Ook Karels zoon, Lodewijk de Vrome, zou vaak in Nijmegen hebben verbleven, maar ook dit wordt betwist. De Noormannen namen echter de palts rond 880 in. Dit leidde bij hun vertrek tot de vernietiging ervan. De stad staat dan inmiddels bekend onder de naam Numaga. Onderaan de heuvel aan de Waal bevond zich een handelsnederzetting.

De palts speelde een belangrijke rol tijdens de Ottoonse en de Salische tijd. Keizer Otto III werd geboren in het Ketelwoud onderweg van Aken naar de palts in Nijmegen. In 991 overleed in de palts keizerin Theophanu, van oorsprong een Byzantijnse prinses. Rond 1030, wellicht al in 996, werd in de palts de Sint-Nicolaaskapel gebouwd, een van de weinige behouden romaanse bouwwerken in Nederland. De kapel is gebouwd naar voorbeeld van de Karolingische paltskerk in Aken. In 1047 werd de palts tijdens een opstand tegen keizer Hendrik III platgebrand door Godfried II van Opper-Lotharingen. Daarna komt een voorlopig einde aan de koninklijke bezoeken aan Nijmegen.

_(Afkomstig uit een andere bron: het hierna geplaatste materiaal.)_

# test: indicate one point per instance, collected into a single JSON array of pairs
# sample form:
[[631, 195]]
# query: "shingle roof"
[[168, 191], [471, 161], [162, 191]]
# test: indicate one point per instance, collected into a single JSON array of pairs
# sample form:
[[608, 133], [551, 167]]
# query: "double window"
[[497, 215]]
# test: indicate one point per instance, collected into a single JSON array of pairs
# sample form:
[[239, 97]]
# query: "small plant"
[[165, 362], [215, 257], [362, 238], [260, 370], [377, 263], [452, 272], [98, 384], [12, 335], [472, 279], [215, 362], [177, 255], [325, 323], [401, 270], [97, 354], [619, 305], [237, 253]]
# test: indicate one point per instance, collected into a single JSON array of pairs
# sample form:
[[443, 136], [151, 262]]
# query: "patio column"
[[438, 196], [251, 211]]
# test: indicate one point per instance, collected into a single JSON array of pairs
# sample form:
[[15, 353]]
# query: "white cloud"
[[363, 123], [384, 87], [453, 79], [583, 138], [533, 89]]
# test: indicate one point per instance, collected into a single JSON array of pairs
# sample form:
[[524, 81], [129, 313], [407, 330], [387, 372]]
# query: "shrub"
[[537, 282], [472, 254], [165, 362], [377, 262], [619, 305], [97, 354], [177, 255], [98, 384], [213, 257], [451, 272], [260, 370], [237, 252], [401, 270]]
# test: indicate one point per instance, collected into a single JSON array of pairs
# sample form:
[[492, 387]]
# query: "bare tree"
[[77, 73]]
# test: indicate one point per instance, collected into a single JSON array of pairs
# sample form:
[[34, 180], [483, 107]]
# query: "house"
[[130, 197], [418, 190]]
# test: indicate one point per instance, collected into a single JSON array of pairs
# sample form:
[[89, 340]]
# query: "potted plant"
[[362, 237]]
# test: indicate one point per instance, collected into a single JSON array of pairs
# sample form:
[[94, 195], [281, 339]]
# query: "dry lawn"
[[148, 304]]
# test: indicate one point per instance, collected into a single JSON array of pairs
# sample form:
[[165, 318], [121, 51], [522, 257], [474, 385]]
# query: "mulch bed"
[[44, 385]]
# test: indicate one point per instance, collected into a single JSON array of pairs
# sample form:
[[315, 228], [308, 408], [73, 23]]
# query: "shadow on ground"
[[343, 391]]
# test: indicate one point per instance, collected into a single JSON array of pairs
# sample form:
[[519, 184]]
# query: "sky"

In de Middeleeuwen werd de stad een aanzienlijk centrum. In 1155 liet Frederik Barbarossa zijn burcht het Valkhof voltooien. In de gevelsteen die hij liet aanbrengen staat de geschiedenis vermeld. In 1230 verwierf de stad formeel haar stadsrechten. In 1247 kwam de stad in handen van de graven van Gelre. Aanvankelijk werd zij door Rooms-koning Willem van Holland in onderpand gegeven aan de Gelderse graaf Otto II, maar omdat Willem II door financiële problemen zijn schulden niet kon aflossen, bleef de stad Gelders bezit en werd zij spoedig de voornaamste van de vier Gelderse hoofdsteden. Bovendien werd zij een Hanzestad. In 1543 echter kwam Nijmegen, zoals ook de rest van Gelre, onder Habsburgs bestuur.

De Reformatie werd in Nijmegen positief ontvangen. Protestanten en rooms-katholieken hadden in 1566 dan ook gelijke rechten, maar in 1579 werden de rollen omgekeerd en waren het de katholieken, die onderdrukt werden. Het is niet onwaarschijnlijk dat dit mede aanleiding vormde voor “zijne meest katholieke koning van Spanje” tot een campagne tegen de opstandige noordelijke gewesten (i.e. de Nederlanden).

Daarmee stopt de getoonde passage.